可是她明明不想哭的,眼淚就那麽不受控製的落下來了。
耳畔處聽著係統說的有關於他們二人過往的點滴,不知為何觸動了她的心弦,她覺得自己不僅是個混賬就算了,還是一個渣男,渣到掉渣的那種渣渣。
不止是連當初的記憶全部給忘了,就連人都忘了。
歸南山那麽好的一個人,當初怎麽就會喜歡上她這麽一個混蛋。
“宿主大大你別哭啊,是我錯了,我就不應該說這些的,你就當我前麵說的那些都是屁給放了好不好。”係統也知道自己前麵一不小心幹了什麽蠢事,甜膩的小奶音到了此刻居然說不出什麽安慰人的話來。
“我沒哭,隻是湖邊風太大,吹得我眼睛裏進了沙子。”木青空伸出手擦拭眼淚,一雙眼眶通紅。
“你說我真的能找回我的記憶嗎。”木青空輕飄飄的一句話,仿佛風一吹便散了,令人無跡可尋。
“會的,宿主大大總有一天會想起來的,現在最重要的是要找回記憶,然後完成目標壽終正寢。”
“嗯,會的。”木青空指尖微微屈起,眼眸緩緩閉上,因為連她自己都不相信到底要如何才能尋找回那些丟失的記憶。

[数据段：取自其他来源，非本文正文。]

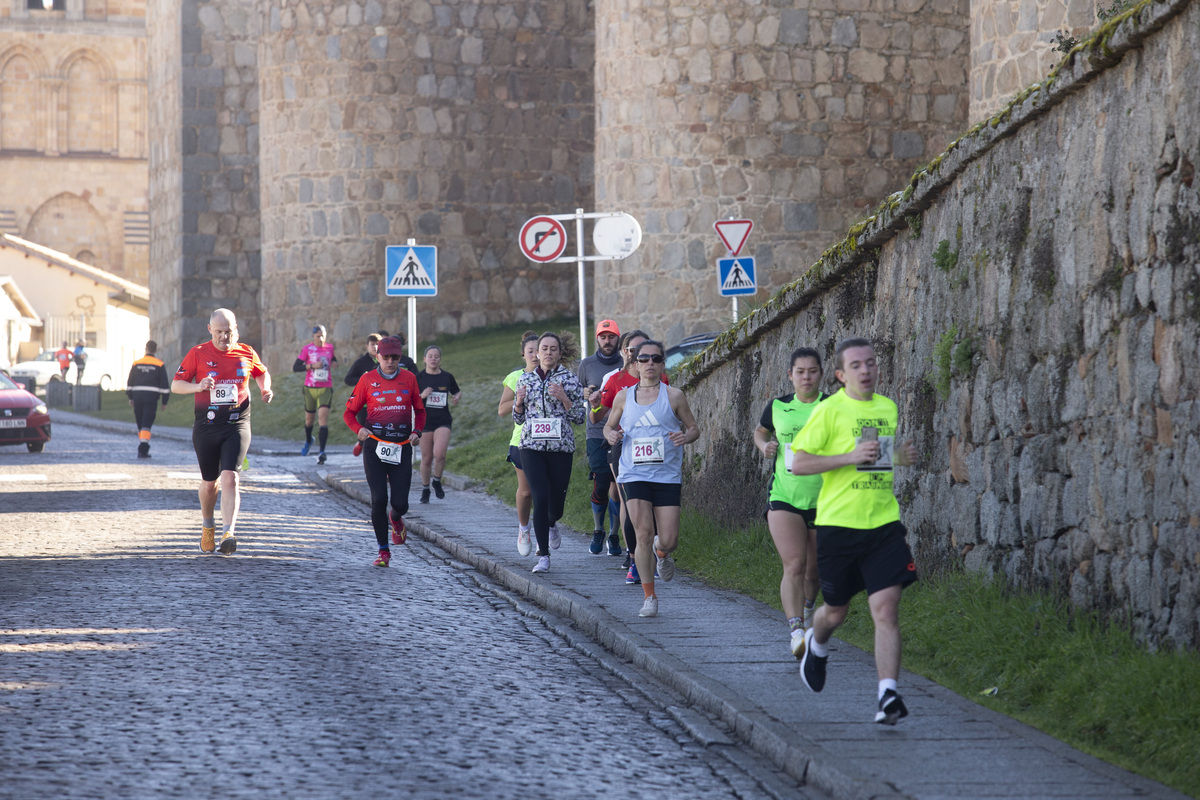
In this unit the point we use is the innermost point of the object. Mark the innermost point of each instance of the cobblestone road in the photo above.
(133, 666)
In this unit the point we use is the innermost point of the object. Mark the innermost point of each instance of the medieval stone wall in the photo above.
(1013, 44)
(797, 118)
(449, 124)
(73, 134)
(1036, 308)
(205, 169)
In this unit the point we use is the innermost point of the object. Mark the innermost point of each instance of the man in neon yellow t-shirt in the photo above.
(850, 441)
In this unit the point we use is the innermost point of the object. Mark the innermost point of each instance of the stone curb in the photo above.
(798, 756)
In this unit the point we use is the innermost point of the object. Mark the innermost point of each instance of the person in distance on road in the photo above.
(792, 503)
(508, 397)
(147, 385)
(549, 401)
(655, 422)
(317, 361)
(219, 374)
(439, 391)
(395, 416)
(64, 356)
(861, 541)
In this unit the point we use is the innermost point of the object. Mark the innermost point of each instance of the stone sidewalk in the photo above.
(729, 656)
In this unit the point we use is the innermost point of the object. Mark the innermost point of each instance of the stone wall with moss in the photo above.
(1035, 299)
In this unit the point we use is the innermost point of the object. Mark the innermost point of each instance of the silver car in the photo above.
(100, 371)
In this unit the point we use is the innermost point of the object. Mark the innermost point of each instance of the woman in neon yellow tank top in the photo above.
(525, 498)
(791, 507)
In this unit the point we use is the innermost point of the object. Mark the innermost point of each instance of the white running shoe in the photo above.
(666, 564)
(798, 643)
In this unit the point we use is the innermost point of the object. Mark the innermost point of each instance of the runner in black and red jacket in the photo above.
(395, 416)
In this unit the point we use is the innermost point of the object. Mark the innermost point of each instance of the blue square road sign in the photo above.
(412, 271)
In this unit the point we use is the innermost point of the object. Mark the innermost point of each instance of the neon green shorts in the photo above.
(317, 396)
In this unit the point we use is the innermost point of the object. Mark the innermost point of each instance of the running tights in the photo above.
(379, 477)
(549, 474)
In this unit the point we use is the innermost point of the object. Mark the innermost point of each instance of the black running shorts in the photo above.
(809, 515)
(220, 446)
(851, 559)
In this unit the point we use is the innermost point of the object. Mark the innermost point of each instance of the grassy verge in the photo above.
(1091, 686)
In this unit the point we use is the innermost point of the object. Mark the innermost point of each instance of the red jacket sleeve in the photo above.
(351, 415)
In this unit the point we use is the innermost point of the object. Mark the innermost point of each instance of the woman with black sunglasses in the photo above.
(655, 422)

一旁還在等著回答的小廝見這位公子久久不曾出聲,不禁再一次出了聲。
“蘇公子。”
“帶路吧。”木青空輕禪了禪了衣袍上本不存在的灰塵,深呼吸了一口氣。
係統有句話說得對,逃避並不能解決所有的問題。何況這做錯事的人本就是她,無論情況在糟糕她也得要麵對才是。
“還請木公子跟小的來。”見人答應了,引路的小廝頓時鬆了一口氣,連忙殷勤的將人給引了上去。
短短一段路上,嘴裏不斷說著討喜逗趣的話,可是木青空心裏沉重得就像被壓了一塊石頭,自始至終表情都是淡淡的。
等李子俊幾人想要跟著一同上去的時候卻被攔住了。
“憑什麽我兄弟能進去我們就不可以。”
“幾位公子不好意思,我們大人說了隻請蘇公子一人上去。”留守在入船處的倆人相互對視了一眼,那一人二字咬得格外之重。
“你們大人是誰,說不定我們也認識都不一定。”李子俊不死心的繼續胡攪蠻纏,人則是伸長了脖子看向那進了畫舫中,後連一片衣角都瞧不見的木青空,心裏急得隻想罵人。
“這個.……我們大人吩咐過了不能說,還請公子見諒。”
“那你告訴本少爺你們大人是誰,我就不相信對方不認識對方。”其實前麵李子俊的心裏已經浮現起了一個人的名字,隻是還不大確定,可是等他看見畫舫二樓處的一人時,便瞬間確定了下來。
“走了,既然請了阿青上去肯定是有事相商,子俊前麵不是還說了要帶我們去一個好地方嗎。”
“啊,也對,你不說我都快要忘記了。”有人給了台階下,他才不會傻著不下。